Setting up the ELK Stack on MALT

In the previous post we showed how to get started with the TICK stack using the MALT principles.  In this post we will look at another central principle of the MALT stack, which is the L.  The L in MALT stands for logging.  Logging is a critical need for any system.  Without logging it is hard to diagnose past events and understand key failures.  Logging, however, is not simply just application logs.  Logging also includes all types of hit logs and access logs.  Hit logs are essential to associating traffic to those key application log events.  The metadata and context provided by both aides in diagnosing key problems.

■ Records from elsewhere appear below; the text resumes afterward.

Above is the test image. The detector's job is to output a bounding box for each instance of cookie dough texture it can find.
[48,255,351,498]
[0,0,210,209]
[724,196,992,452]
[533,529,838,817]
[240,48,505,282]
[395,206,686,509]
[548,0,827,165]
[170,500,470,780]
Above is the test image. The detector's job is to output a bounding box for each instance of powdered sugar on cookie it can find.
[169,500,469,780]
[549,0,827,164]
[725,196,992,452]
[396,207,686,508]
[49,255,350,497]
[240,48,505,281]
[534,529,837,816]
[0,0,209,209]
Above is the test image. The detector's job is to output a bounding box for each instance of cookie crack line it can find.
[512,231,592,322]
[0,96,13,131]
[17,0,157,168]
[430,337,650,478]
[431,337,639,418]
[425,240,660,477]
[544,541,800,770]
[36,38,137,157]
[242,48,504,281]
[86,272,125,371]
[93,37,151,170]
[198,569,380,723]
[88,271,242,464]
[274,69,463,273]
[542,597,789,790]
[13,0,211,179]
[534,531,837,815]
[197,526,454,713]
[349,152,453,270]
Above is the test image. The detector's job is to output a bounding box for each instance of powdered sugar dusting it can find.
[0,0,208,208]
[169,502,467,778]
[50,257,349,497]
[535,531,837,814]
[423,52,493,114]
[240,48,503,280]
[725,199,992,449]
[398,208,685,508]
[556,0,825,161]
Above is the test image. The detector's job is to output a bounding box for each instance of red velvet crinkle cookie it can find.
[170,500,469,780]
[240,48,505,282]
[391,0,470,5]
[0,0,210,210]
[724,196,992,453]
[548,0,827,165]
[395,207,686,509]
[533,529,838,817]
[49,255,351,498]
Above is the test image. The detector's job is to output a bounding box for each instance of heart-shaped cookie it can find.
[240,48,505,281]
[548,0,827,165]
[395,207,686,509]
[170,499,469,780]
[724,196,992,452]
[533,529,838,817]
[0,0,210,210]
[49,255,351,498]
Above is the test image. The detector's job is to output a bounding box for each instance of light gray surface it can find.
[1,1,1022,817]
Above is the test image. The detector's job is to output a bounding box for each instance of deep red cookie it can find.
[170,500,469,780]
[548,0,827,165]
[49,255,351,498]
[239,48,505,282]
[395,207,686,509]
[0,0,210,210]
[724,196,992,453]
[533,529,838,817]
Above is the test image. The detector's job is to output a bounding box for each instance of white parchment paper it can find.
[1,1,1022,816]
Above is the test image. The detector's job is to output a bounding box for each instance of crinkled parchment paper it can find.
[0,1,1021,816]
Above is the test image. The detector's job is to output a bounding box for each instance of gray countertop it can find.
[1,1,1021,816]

There are several key platforms for viewing, aggregating, and managing logs, other than the flat text files often created.  In this post we will talk about and show how to setup the popular open source Elatic Stack, more commonly referred to as the ELK stack.  The Elastic company provides a suite of products with the most popular being Elasticsearch and Kibana.  Elasticsearch, the E in the stack, is the main data store and query interface.  Log messages and the associated context are stored and indexed within Elasticsearch for fast retrieval and aggregation.  Kibana, the K in the stack, is the main visual interface.  Kibana uses Elasticsearch to conduct queries and then portrays those queries graphically.  This includes a pure log viewer as well as custom dashboards based on the data.  The last portion of the stack is the L  which is Logstash.  Elastic has lots of other similar products that help to control the flow of information to and from servers.

The TICK stack and ELK stack have very common paradigms.  Logstash and Telegraf are both collectors used to collect and filter information from servers and publish to varying stores.  Elasticsearch and InfluxDB are the data stores that provide the data in efficient manners.  Kapacitor (as well as Grafana) and Kibana are the visual tools used to aggregate and display the data.

There is another similar acronym in the logging community known as ELK(K).  This stack adds Kafka to the mix which is the main principle of MALT.  The remainder of this article will show how to setup an ELK(K) stack to collect various types of logs.

Step 1 : Setup Elasticsearch

The first step is getting an instance of Elasticsearch setup to use in collecting and aggregating our logs.  Elasticsearch acts as the underlying data store for log data.

Elastic provides a good set of Docker images to get started quickly.  For more information, see their excellent documentation.

mkdir elasticsearchdocker run -p 9200:9200 -v elasticsearch:/usr/share/elasticsearch/data elasticsearch:5.5.1

This will create an instance of Elasticsearch running locally. To verify use the base endpoint of http://localhost:9200/.

To setup Elasticsearch with Docker Compose use the following:

  elasticsearch:
    image: elasticsearch:5.5.1
    ports:
      - "9200:9200"
    volumes:

      - ./elasticsearch:/usr/share/elasticsearch/data

Note that this configuration creates a single Elasticsearch server. In production you will want to cluster at least 3 or more servers with master replication.

Step 2 : Setup Kafka

Rather than repeating everything from the previous post on setting up Kafka, reference Step 2 on Setting up the TICK Stack on MALT. The cluster configuration between metrics streaming and log streaming are exactly the same. In fact, it is recommended to just utilize a single cluster for both systems.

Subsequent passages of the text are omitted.